Freitag, 25. September 2015

Kritisches zum Zeitgeist Artikel (2009)

In meinem Artikel "Mehr direkte Demokratie" habe ich einige interessante Ausführungen aus einem anderen Beitrag des Magazins Zeitgeist-Online.de entnommen.

Jetzt möchte ich dazu noch ein paar kritische Äußerungen hervorbringen.

Generell halte ich natürlich ein Mehr an Direkter Demokratie für wünschenswert.

Aber ich sehe auch gewisse Problemfelder, die man nur sehen kann, wenn man etwas von Bewußtseinsentwicklung a la Ken Wilber versteht.

Der Punkt ist, es fehlt dem Zeitgeist-Artikel an Tiefe, was die Entwicklung des Bewußtseins angeht.

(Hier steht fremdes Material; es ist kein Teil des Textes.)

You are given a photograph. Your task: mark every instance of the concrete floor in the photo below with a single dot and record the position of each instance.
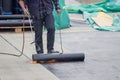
(102, 51)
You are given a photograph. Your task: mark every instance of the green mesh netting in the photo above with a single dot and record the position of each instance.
(91, 10)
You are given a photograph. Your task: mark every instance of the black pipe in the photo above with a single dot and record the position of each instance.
(59, 57)
(14, 23)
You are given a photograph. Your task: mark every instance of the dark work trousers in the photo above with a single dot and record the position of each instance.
(48, 22)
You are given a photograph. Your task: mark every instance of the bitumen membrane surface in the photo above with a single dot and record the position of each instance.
(102, 55)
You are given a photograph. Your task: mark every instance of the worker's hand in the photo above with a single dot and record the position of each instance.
(58, 11)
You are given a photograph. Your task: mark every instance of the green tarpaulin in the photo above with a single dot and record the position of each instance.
(110, 7)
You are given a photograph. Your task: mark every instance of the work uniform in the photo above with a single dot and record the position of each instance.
(41, 12)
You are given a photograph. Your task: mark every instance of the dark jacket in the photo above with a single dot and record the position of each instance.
(34, 6)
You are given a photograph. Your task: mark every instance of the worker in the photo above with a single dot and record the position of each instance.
(41, 12)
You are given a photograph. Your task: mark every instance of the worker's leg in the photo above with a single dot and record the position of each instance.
(38, 27)
(49, 24)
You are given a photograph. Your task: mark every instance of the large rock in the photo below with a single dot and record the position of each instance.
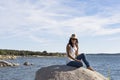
(27, 64)
(63, 72)
(5, 63)
(3, 57)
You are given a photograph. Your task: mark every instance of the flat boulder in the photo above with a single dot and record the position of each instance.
(63, 72)
(4, 63)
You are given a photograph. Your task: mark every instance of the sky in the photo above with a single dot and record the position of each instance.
(39, 25)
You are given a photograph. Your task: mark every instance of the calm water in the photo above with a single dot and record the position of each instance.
(101, 63)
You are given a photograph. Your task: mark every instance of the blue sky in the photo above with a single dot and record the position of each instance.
(40, 25)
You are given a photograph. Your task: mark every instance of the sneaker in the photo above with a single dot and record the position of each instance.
(90, 68)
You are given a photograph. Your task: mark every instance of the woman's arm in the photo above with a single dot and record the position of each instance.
(68, 53)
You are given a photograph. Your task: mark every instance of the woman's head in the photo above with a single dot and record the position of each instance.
(73, 40)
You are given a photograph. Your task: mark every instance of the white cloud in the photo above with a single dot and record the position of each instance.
(28, 18)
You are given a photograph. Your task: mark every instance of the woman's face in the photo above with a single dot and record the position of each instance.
(73, 40)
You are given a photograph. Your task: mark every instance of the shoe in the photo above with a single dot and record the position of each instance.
(90, 68)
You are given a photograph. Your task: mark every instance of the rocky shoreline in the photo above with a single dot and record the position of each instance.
(3, 57)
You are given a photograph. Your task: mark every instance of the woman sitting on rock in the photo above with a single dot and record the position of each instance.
(73, 56)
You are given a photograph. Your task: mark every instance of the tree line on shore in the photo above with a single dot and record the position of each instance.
(28, 53)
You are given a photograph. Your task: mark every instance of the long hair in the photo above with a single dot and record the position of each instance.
(70, 42)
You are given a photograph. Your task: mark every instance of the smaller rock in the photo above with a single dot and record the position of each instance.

D.h. das Volk, von dem hier ausgegangen wird stellt in diesem Artikel eine homogene Masse dar, die
irgendwie, (wie genau, das wird eben grad nicht dargestellt, bleibt sozusagen unbewußt) alle gleich sind.

Wahrscheinlich nimmt die Autorin ganz unbewußt ihren eigenen Entwicklungsgrad, der angesichts der durchaus beeindruckenden Detailfülle im Artikel, als relativ hoch anzusiedeln ist, als Maßstab für das Volk!

Doch das Volk ist natürlich nicht so homogen wie es die Autorin darstellt.

Das kann jeder schnell nachvollziehen, nicht jeder ist ein Doktor, ein Jurist oder ähnliches. Nicht jeder kann gut singen, malen, kochen etc.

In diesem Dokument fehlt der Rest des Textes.